Working with tags requires pact-broker >= v1.12.0.

Filtering the interactions that are verified​

You can filter the interactions that are run using three properties: pact.filter.consumers, pact.filter.description and pact.filter.providerState. Adding -Dpact.filter.consumers=consumer1,consumer2 to the command line will only run the pact files for those consumers (consumer1 and consumer2). Adding -Dpact.filter.description=a\\srequest\\sfor\\spayment.* will only run those interactions whose descriptions start with 'a request for payment'. -Dpact.filter.providerState=.*payment will match any interaction that has a provider state that ends with payment, and -Dpact.filter.providerState= will match any interaction that does not have a provider state.

NOTE: SBT does not handle spaces in the property values, so you will have to use escaped values (like using '\s' in the description and provider state filters).

Command Line Properties​

The following project properties can be specified with -Dproperty=value on the command line:

PropertyDescription
pact.showStacktraceThis turns on stacktrace printing for each request. It can help with diagnosing network errors
pact.showFullDiffThis turns on displaying the full diff of the expected versus actual bodies [version 3.3.6+]
pact.filter.consumersComma separated list of consumer names to verify
pact.filter.descriptionOnly verify interactions whose description match the provided regular expression
pact.filter.providerStateOnly verify interactions whose provider state match the provided regular expression. An empty string matches interactions that have no state
pact.logLevelSet the log level for the pact verification (DEBUG, INFO, etc).
pact.verifier.publishResultsPublishing of verification results will be skipped unless this property is set to 'true' [version 3.5.18+]

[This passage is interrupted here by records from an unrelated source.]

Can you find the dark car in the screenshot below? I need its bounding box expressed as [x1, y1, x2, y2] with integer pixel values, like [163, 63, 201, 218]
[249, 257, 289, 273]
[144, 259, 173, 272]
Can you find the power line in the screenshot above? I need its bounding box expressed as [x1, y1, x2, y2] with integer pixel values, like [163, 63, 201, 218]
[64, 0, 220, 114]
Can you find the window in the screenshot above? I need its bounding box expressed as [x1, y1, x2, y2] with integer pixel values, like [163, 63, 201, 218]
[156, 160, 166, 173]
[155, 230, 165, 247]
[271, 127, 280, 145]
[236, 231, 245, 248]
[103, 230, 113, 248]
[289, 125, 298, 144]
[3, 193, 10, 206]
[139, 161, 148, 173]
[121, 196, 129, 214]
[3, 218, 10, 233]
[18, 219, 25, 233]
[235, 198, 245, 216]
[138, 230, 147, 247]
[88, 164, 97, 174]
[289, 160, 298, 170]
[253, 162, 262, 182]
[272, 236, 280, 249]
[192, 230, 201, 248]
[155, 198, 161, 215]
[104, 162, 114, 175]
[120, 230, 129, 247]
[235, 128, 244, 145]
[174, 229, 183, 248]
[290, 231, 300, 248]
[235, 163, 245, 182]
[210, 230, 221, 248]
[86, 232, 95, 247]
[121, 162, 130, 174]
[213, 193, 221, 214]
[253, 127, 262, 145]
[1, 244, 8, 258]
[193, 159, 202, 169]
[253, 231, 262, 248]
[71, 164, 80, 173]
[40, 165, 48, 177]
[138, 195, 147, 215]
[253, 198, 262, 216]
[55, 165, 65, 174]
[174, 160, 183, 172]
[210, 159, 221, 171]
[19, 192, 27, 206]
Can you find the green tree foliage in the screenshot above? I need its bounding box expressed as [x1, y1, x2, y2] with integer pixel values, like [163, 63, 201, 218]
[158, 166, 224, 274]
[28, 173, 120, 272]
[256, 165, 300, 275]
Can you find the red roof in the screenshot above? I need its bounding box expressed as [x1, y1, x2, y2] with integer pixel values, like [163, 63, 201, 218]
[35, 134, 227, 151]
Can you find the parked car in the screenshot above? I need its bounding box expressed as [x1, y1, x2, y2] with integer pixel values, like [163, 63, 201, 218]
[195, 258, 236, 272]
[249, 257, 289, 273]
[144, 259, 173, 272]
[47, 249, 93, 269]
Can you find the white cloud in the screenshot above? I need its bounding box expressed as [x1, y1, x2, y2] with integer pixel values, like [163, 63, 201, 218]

Modifying the requests before they are sent​

Sometimes you may need to add things to the requests that can't be persisted in a pact file. Examples of these would be authentication tokens, which have a small life span. The Pact SBT plugin provides a request filter that can be set to an anonymous function on the provider config that will be called before the request is made. This function will receive the HttpRequest prior to it being executed. For normal requests, set requestFilter and for state change requests, stateChangeRequestFilter.

NOTE: The request filter is executed for every request, so make so it does not do too much.

For example:

import au.com.dius.pact.provider.sbt._
pactProvidersConfig ++ Seq(
pactProviders := Seq(
ProviderConfig(name = "Our Service", requestFilter = Some(request =>
// request is an instance of org.apache.http.HttpRequest
request.addHeader("Authorization", "OAUTH eyJhbGciOiJSUzI1NiIsImN0eSI6ImFw...")
)).hasPactWith(ConsumerConfig(name = "sampleconsumer", pactFile = file("src/test/resources/sample-pact.json")))
)
)

Important Note: You should only use this feature for things that can not be persisted in the pact file. By modifying the request, you are potentially modifying the contract from the consumer tests!